Implementation:Ggml org Llama cpp Model Loader Header
| Knowledge Sources | |
|---|---|
| Domains | Model_Loading |
| Last Updated | 2026-02-15 00:00 GMT |
Overview
Declares the `llama_model_loader` struct and its supporting types for reading GGUF model files and managing tensor weight data.
Description
This header defines the core model loading interface used by llama.cpp to deserialize GGUF files into in-memory model representations. It includes the `llama_tensor_weight` struct for tracking source file indices and data offsets, the `weight_name_comparer` for layer-aware sorting of tensor names, and the main `llama_model_loader` struct with template methods for reading typed metadata (`get_key`, `get_arr`, `get_key_or_arr`), tensor lifecycle methods (`create_tensor`, `create_tensor_as_view`, `done_getting_tensors`), and data loading methods (`init_mappings`, `load_all_data`). The loader also supports KV overrides and tensor buffer type overrides via configurable parameters.
Usage
Use this header when implementing model loading from GGUF files, accessing model metadata, or creating tensor objects from serialized weight data.
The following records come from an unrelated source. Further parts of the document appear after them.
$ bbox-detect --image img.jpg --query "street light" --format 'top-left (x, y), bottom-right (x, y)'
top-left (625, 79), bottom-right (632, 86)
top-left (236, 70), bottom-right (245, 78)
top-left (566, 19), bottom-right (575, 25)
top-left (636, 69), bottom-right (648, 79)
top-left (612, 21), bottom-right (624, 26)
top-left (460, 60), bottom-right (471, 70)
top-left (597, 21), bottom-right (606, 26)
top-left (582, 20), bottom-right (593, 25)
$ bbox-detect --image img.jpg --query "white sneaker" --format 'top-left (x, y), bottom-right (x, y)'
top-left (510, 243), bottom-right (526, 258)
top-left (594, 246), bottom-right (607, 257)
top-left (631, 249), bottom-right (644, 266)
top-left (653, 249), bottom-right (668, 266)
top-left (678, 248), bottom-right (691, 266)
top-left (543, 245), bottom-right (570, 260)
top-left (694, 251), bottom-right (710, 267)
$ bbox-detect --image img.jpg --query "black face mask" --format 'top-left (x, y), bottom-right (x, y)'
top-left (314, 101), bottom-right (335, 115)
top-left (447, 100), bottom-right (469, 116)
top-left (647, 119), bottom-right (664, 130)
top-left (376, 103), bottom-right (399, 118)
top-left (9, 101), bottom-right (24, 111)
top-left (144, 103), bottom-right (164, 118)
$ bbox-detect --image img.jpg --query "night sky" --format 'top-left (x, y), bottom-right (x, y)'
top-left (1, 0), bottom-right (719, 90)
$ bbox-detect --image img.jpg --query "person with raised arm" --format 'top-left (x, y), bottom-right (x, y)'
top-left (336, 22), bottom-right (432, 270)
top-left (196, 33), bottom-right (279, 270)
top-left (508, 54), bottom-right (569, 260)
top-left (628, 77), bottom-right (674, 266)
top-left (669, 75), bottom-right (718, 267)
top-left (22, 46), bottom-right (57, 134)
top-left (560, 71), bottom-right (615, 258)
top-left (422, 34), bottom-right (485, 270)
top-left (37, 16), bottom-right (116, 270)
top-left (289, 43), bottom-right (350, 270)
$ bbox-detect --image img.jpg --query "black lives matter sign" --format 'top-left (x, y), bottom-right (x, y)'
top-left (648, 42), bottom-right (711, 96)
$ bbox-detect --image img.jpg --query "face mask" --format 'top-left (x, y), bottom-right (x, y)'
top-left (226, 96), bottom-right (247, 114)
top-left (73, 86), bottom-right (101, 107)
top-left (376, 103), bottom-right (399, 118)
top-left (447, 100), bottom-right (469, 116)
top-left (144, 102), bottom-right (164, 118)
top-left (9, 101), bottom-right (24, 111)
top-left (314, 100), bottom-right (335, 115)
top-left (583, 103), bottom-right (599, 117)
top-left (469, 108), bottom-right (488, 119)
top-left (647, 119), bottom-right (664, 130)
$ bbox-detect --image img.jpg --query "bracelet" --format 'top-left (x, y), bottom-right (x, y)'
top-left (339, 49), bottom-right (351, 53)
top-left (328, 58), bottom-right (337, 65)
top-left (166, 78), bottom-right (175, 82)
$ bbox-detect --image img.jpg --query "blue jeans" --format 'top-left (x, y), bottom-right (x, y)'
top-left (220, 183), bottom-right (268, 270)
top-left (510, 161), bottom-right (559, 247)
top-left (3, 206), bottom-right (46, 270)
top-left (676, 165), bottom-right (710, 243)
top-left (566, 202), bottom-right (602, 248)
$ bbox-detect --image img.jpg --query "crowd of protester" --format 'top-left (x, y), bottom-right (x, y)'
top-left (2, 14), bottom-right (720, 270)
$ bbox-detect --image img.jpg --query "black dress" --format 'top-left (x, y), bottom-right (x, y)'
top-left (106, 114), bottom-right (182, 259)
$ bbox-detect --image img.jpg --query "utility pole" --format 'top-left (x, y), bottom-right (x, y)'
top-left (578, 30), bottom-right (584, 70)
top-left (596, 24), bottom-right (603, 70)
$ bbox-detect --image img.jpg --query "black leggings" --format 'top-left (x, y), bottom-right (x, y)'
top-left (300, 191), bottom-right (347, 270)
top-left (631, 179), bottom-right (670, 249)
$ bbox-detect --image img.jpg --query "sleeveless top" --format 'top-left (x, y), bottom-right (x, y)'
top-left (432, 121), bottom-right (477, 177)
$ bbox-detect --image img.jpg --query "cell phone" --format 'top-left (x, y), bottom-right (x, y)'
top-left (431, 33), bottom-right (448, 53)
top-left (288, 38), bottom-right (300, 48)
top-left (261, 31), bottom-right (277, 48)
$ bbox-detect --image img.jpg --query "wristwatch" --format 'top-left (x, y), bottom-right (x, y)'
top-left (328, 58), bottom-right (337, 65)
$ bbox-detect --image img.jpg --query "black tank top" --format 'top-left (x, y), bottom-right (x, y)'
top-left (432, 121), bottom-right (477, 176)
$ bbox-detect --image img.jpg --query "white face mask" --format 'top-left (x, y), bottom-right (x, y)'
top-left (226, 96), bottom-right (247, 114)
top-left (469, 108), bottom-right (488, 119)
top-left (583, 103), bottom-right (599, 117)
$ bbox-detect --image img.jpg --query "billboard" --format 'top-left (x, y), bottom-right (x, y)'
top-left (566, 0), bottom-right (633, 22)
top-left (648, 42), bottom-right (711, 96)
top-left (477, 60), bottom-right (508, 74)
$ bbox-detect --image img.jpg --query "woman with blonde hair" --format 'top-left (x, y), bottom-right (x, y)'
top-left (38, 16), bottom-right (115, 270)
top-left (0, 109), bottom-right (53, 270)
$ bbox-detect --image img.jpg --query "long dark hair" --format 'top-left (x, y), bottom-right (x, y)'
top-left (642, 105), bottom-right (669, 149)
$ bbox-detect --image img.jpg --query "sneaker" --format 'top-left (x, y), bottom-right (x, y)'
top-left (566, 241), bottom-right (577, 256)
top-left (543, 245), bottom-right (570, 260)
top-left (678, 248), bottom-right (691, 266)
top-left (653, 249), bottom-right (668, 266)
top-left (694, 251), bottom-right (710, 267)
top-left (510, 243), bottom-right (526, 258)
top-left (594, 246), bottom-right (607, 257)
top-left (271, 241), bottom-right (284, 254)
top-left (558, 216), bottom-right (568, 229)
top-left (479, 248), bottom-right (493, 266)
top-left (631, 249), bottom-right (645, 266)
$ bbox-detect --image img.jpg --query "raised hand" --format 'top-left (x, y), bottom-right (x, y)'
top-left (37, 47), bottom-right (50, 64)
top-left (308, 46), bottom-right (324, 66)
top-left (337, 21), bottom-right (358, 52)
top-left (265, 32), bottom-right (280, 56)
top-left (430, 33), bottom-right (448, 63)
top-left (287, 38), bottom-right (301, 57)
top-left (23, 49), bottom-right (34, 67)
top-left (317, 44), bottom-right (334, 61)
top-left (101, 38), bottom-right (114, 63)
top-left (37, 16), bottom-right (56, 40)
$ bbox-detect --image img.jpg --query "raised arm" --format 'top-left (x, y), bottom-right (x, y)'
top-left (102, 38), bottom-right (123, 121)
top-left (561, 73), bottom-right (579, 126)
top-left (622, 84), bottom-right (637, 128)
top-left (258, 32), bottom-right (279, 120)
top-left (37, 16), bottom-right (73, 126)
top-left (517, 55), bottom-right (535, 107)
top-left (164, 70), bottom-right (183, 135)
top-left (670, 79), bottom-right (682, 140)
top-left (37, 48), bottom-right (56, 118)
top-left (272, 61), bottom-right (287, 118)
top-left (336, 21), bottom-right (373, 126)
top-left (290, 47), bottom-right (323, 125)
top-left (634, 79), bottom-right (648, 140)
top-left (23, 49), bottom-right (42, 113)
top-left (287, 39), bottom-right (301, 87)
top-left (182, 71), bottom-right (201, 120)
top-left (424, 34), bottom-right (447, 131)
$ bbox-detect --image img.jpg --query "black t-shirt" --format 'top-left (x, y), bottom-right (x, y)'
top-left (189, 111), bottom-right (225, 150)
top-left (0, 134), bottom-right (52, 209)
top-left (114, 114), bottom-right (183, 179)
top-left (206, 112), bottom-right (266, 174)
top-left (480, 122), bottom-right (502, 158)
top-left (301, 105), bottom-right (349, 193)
It is the primary interface through which all model weights and metadata flow into the `llama_model` object.
Code Reference
Source Location
- Repository: Ggml_org_Llama_cpp
- File: src/llama-model-loader.h
- Lines: 1-176
Signature
struct llama_model_loader {
struct llama_tensor_weight { ... };
struct weight_name_comparer { ... };
static const int TENSOR_NOT_REQUIRED = 1 << 0;
static const int TENSOR_DUPLICATED = 1 << 1;
static const int TENSOR_SKIP = 1 << 2;
llama_model_loader(
const std::string & fname,
std::vector<std::string> & splits,
bool use_mmap, bool use_direct_io,
bool check_tensors, bool no_alloc,
const llama_model_kv_override * param_overrides_p,
const llama_model_tensor_buft_override * param_tensor_buft_overrides_p);
template<typename T> bool get_key(const std::string & key, T & result, bool required = true);
template<typename T> bool get_arr(const std::string & key, std::vector<T> & result, bool required = true);
template<typename T, size_t N_MAX> bool get_key_or_arr(const std::string & key, std::array<T, N_MAX> & result, uint32_t n, bool required = true);
struct ggml_tensor * create_tensor(struct ggml_context * ctx, const std::string & name, const std::initializer_list<int64_t> & ne, int flags = 0);
struct ggml_tensor * create_tensor_as_view(struct ggml_context * ctx, struct ggml_tensor * base, const std::string & name, const std::initializer_list<int64_t> & ne, size_t offset, bool required = true);
void done_getting_tensors() const;
void init_mappings(bool prefetch = true, llama_mlocks * mlock_mmaps = nullptr);
bool load_all_data(struct ggml_context * ctx, llama_buf_map & bufs, llama_mlocks * lmlocks, llama_progress_callback progress_callback, void * progress_callback_user_data);
};
Import
#include "llama-model-loader.h"
I/O Contract
Inputs
| Name | Type | Required | Description |
|---|---|---|---|
| fname | const std::string & | Yes | Path to the GGUF model file |
| splits | std::vector<std::string> & | Yes | Optional split file paths if not following naming scheme |
| use_mmap | bool | Yes | Whether to use memory-mapped I/O for loading |
| use_direct_io | bool | Yes | Whether to use direct I/O (bypass OS cache) |
| check_tensors | bool | Yes | Whether to validate tensor data integrity |
| no_alloc | bool | Yes | Whether to skip memory allocation for tensor data |
| param_overrides_p | const llama_model_kv_override * | No | Optional KV metadata overrides |
| param_tensor_buft_overrides_p | const llama_model_tensor_buft_override * | No | Optional tensor buffer type overrides |
Outputs
| Name | Type | Description |
|---|---|---|
| llama_model_loader (object) | llama_model_loader | Initialized loader with parsed GGUF metadata, tensor map, and file mappings |
| load_all_data (return) | bool | Returns false if loading was cancelled by the progress callback |
Usage Examples
// Construct a model loader from a GGUF file
std::vector<std::string> splits;
llama_model_loader ml("model.gguf", splits,
/*use_mmap=*/true, /*use_direct_io=*/false,
/*check_tensors=*/true, /*no_alloc=*/false,
nullptr, nullptr);
// Read a metadata key
uint32_t n_embd;
ml.get_key(LLM_KV_EMBEDDING_LENGTH, n_embd);
// Create a tensor from the loaded weights
auto * tensor = ml.create_tensor(ctx, "blk.0.attn_q.weight", {n_embd, n_embd});
// Finalize tensor creation and load data
ml.done_getting_tensors();
ml.init_mappings();
ml.load_all_data(ctx, bufs, nullptr, nullptr, nullptr);